When you are seeking comfort, filling dishes I always hear people talking about how much they love this dish. So, I figured it’s time I give it a try. Yes, this is a higher calorie dish, yes this is a higher carbohydrate dish, BUT it is still a WHOLE lot healthier than going out to a restaurant and ordering it. And lets not forget to highlight the protein to carb ratio is still in a really good range, the micronutients are great, almost 1,000mg of potassium, over 100% of calcium and close to 100% of Vit A & C. Have this for dinner tonight and then make tomorrow more of a cardio focused circuit. Enjoy!
Serves: 2 | Serving Size: 1/2 of dish
Ingredients:
- Sauce
- 1 (28oz) can whole peeled tomatoes, drained
- 1 tablespoons extra-virgin olive oil
- 2 garlic gloves, minced
- 2 tablespoons chopped fresh basil
- 1/4 teaspoon sugar, plus extra as needed
- salt
- Chicken & Spaghetti
- 1/4 cup all-purpose flour
- 1 large egg
- 3/4 cup panko bread crumbs
- 1/4 cup grated Parmesan cheese
- 12 ounces chicken breasts
- salt & pepper
- 4 tablespoons olive oil
- 1 oz whole-milk mozzarella cheese, shredded (1/4 cup)
- 1 oz fontina cheese, shredded (1/4 cup)
- 1 tablespoon chopped fresh basil
- 4 ounces spaghetti
Directions:
- For the Sauce: Pulse tomatoes in food processor until coarsely chopped, 6 pulses. Cook oil and garlic in saucepan over medium heat, stirring often, until garlic is fragrant, about 2 minutes. Stir in pulsed tomatoes, bring to simmer, and cook until sauce has slightly thickened, 10 to 15 minutes. Off heat, stir in basil and sugar and season with salt. Add extra sugar as needed – cover to keep warm.
- For the Chicken: Adjust oven rack 4 inches from boiler and heat broiler. Spread flour in shallow dish. Beat egg in second shallow dish. Combine bread crumbs and Parmesan in third shallow dish. Pat chicken dry with paper towels and season with salt and pepper. Coat chicken in flour, dip in egg, then coat with bread-crumb mixture, pressing gently to adhere.
- Line a plate with paper towels. Heat oil in 10-inch nonstick skillet over medium-high heat until simmering. Lay chicken in skillet and cook until browned on both sides and chicken registers 160-degrees. Drain chicken on the paper towel-lined plate then transfer to rimmed baking sheet.
- Combine mozzarella and fontina cheese in a bowl. Sprinkle cheese mixture evenly over chicken, covering as much as possible. Broil until cheese is melted and beginning to brown, 2 to 4 minutes. Transfer chicken to serving plate, top each breasts with 2 tablespoons of tomato sauce and sprinkle with basil.
- For the Spaghetti: While chicken cooks, bring 4 quarts water to boil. Add pasta and 1/2 tablespoon salt, cook, stirring often until al dente. Reserve 1/2 cup cooking water, then drain pasta and return to pot. Add remaining sauce to pasta and toss to combine. Season with salt and pepper to taste and add reserved cooking water as need to adjust consistency.

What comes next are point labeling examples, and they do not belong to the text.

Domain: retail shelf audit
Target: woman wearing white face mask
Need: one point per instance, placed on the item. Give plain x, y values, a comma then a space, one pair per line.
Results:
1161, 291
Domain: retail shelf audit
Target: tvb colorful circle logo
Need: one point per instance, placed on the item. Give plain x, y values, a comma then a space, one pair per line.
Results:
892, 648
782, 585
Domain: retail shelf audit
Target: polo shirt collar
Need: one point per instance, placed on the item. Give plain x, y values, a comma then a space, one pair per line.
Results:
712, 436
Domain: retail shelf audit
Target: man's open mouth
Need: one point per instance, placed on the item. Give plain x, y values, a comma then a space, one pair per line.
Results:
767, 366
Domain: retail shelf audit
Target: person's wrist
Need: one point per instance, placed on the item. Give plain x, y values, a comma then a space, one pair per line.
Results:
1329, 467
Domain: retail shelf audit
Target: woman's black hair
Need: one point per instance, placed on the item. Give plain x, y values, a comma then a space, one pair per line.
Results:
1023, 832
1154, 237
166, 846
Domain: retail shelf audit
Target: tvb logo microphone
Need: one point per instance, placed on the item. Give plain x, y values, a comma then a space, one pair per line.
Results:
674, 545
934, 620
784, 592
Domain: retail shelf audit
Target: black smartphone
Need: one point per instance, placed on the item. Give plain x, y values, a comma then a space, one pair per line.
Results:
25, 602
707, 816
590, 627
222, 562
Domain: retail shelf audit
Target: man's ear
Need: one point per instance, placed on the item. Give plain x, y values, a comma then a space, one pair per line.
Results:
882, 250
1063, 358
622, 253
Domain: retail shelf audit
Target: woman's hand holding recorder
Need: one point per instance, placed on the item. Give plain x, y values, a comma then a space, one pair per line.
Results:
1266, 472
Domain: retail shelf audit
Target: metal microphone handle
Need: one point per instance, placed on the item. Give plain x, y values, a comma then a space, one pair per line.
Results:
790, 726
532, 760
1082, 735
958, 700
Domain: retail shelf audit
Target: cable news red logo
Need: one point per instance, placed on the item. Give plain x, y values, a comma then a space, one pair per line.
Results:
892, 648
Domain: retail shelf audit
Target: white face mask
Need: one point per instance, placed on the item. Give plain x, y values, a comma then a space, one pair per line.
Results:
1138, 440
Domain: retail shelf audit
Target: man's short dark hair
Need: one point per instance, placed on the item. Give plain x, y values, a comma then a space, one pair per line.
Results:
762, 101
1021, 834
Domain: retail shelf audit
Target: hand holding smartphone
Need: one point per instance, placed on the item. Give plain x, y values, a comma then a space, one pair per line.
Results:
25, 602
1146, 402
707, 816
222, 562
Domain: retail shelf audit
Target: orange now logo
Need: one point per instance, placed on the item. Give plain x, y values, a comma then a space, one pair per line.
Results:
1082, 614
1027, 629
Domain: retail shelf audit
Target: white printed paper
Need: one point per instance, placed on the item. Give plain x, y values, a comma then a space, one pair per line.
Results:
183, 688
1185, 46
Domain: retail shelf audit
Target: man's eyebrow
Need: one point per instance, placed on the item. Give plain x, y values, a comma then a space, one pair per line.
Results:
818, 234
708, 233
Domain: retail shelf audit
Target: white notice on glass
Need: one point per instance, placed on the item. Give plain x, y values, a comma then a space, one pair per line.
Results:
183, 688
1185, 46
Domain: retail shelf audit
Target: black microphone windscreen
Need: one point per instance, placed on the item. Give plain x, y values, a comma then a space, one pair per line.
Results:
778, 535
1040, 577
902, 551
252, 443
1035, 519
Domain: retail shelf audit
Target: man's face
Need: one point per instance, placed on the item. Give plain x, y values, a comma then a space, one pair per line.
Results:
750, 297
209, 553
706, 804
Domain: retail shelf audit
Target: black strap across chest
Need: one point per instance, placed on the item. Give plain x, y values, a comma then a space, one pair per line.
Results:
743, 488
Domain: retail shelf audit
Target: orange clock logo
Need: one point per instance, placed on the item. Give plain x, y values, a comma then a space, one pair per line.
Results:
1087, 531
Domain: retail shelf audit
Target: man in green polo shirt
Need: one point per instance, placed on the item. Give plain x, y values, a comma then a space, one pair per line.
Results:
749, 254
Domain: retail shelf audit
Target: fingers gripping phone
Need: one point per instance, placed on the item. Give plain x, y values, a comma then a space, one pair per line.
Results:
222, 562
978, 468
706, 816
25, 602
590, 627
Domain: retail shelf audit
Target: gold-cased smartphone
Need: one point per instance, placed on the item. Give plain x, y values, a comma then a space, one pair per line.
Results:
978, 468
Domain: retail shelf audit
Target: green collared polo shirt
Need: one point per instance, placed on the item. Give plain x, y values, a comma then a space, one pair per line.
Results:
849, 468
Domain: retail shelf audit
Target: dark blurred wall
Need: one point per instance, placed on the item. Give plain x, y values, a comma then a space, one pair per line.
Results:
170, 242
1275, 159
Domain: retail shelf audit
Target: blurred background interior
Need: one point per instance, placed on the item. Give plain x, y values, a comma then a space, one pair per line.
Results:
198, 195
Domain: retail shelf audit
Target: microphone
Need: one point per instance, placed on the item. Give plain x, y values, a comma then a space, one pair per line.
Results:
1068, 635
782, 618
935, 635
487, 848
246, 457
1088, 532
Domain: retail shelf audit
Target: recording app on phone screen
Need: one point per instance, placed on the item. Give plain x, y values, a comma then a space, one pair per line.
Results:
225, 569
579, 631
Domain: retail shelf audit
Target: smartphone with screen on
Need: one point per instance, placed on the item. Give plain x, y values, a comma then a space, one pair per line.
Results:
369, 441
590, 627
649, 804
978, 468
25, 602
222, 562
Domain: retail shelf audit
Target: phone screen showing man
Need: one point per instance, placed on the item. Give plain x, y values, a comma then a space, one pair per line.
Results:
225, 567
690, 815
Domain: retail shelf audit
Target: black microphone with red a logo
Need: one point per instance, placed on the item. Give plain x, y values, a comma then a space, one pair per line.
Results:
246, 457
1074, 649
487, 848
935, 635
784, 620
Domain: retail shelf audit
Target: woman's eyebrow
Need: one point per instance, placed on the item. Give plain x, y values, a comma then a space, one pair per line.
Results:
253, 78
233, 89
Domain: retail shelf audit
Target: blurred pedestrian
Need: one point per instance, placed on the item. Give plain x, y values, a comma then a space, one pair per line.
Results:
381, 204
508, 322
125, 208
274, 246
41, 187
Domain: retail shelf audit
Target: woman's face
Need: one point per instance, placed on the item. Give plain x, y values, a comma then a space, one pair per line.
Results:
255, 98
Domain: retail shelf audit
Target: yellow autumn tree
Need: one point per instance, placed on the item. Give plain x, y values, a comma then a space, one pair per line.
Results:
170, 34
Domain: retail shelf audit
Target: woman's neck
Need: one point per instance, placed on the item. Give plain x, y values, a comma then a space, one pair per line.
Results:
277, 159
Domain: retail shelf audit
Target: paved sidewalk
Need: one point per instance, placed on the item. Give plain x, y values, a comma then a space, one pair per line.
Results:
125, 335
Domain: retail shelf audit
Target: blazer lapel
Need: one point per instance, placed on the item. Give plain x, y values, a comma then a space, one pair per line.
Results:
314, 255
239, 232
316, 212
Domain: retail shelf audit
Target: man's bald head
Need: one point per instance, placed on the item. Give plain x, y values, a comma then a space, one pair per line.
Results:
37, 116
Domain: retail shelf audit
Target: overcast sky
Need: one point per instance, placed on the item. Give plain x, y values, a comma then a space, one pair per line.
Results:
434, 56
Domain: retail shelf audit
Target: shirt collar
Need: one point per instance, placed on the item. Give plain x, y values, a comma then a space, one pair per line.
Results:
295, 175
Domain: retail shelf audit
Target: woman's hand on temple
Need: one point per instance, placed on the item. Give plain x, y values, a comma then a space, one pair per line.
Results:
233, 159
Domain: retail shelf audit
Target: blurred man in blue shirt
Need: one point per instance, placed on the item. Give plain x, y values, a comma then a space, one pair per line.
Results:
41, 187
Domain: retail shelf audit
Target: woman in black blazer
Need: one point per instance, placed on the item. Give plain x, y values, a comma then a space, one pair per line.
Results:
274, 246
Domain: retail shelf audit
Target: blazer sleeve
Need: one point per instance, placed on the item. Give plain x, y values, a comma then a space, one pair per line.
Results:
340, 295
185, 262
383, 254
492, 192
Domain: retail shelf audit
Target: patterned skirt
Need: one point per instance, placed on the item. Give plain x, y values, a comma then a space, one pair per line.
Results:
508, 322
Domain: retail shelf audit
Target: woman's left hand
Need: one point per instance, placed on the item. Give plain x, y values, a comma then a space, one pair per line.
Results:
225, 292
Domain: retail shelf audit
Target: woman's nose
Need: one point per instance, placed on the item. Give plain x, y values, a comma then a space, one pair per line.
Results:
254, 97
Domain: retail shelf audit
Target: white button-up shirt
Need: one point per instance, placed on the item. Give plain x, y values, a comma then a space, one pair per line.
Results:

- Serve chicken with pasta and enjoy!
Nutrition Information:
Per serving: Calories: 987; Total Fat: 34g; Cholesterol: 147mg; Sodium: 727mg; Total Carbohydrates: 106g; Dietary Fiber: 10g; Sugars: 14g; Protein: 65g
Nutrition Bonus: Potassium: 909mg; Vitamin A: 73%; Vitamin C: 89%; Calcium: 104%; Iron: 14%
Adopted from: America’s Test Kitchen (2014). “Chicken Parmesan.” The Complete Cooking for Two Cookbook. Boston: America’s Test Kitchen, 2014. 108. Print.